WASHINGTON — So far this year, the United States has admitted just 70 Iraqi refugees, and most of those had fled long before the March 2003 U.S.-led invasion, according to U.S. officials and refugee groups.
Under sustained criticism for not doing more to help with the refugee crisis, the Bush administration has said it will open the door a little wider.

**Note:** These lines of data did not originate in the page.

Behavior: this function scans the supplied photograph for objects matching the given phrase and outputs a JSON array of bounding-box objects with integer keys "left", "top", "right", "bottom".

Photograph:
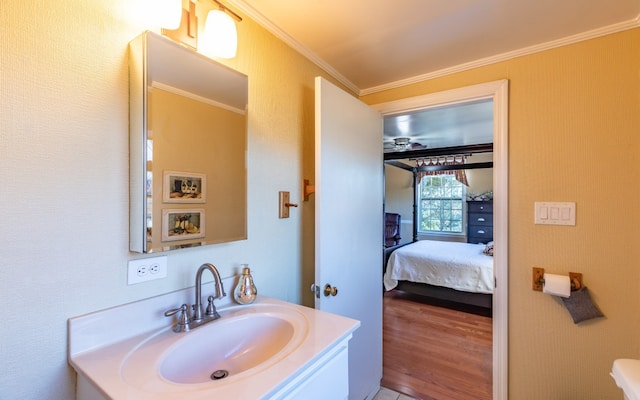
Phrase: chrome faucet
[
  {"left": 192, "top": 263, "right": 227, "bottom": 322},
  {"left": 164, "top": 263, "right": 227, "bottom": 332}
]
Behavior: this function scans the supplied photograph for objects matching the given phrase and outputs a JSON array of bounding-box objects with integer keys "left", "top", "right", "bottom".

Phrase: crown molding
[
  {"left": 228, "top": 0, "right": 360, "bottom": 95},
  {"left": 360, "top": 15, "right": 640, "bottom": 96},
  {"left": 227, "top": 0, "right": 640, "bottom": 96}
]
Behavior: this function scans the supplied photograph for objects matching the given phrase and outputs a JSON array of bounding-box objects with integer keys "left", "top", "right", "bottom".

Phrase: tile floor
[{"left": 373, "top": 387, "right": 415, "bottom": 400}]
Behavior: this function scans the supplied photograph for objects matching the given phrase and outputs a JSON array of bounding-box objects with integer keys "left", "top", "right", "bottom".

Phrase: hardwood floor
[{"left": 382, "top": 290, "right": 493, "bottom": 400}]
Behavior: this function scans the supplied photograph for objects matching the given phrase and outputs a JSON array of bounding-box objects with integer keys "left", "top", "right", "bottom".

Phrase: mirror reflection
[{"left": 130, "top": 32, "right": 248, "bottom": 253}]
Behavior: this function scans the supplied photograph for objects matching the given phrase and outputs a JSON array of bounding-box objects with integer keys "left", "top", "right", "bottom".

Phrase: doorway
[{"left": 373, "top": 80, "right": 508, "bottom": 400}]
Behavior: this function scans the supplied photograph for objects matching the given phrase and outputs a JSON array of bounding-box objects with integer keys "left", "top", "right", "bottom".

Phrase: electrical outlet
[{"left": 127, "top": 256, "right": 167, "bottom": 285}]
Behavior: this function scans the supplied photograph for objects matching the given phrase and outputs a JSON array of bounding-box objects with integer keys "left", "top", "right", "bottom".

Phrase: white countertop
[{"left": 69, "top": 285, "right": 360, "bottom": 400}]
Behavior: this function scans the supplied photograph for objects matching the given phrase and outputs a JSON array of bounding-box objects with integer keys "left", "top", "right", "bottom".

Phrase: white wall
[{"left": 0, "top": 0, "right": 330, "bottom": 399}]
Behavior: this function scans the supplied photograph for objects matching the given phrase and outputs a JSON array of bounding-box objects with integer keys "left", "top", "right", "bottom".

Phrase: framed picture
[
  {"left": 162, "top": 171, "right": 207, "bottom": 203},
  {"left": 162, "top": 208, "right": 205, "bottom": 242}
]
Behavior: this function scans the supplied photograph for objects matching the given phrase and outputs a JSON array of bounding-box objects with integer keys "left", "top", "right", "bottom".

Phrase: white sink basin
[
  {"left": 121, "top": 305, "right": 309, "bottom": 390},
  {"left": 160, "top": 314, "right": 295, "bottom": 383},
  {"left": 69, "top": 294, "right": 359, "bottom": 400}
]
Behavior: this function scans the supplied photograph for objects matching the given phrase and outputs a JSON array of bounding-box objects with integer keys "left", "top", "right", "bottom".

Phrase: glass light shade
[
  {"left": 199, "top": 10, "right": 238, "bottom": 58},
  {"left": 156, "top": 0, "right": 182, "bottom": 29}
]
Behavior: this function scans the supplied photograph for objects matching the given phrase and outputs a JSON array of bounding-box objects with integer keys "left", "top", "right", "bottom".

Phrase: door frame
[{"left": 371, "top": 79, "right": 509, "bottom": 400}]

But even that will do little for the estimated 93,000 Iraqis who now work for U.S. government entities.
State Department and Homeland Security officials say they expect to review the applications of as many as 7,000 Iraq refugees in fiscal year 2007, which ends Oct. 1. Hundreds have been interviewed, and the first group of 60 is expected to arrive in the United States later this month.
The program has been delayed by disagreements between State and the Department of Homeland Security, which didn't put new screening procedures into place until late May, and immigration experts doubt that the administration will meet its targets.
"It's not going to happen," said Megan Fowler of Refugees International. "The State Department is continually putting out unrealistic numbers."
This month, President Bush signed legislation expanding the number of Afghan and Iraqi translators allowed into the U.S. from 50 to 500 through 2008, giving them special immigrant status.
Whether that goal will be met also is open to question.
The U.S. first set up a special immigrant status for translators in the Defense Department's spending-authorization bill last year. That law allowed 50 to be admitted. But the U.S. has allowed in only 18 since 2003, said Laura Capps, a spokeswoman for Sen. Edward Kennedy, D-Mass., who co-sponsored the bill.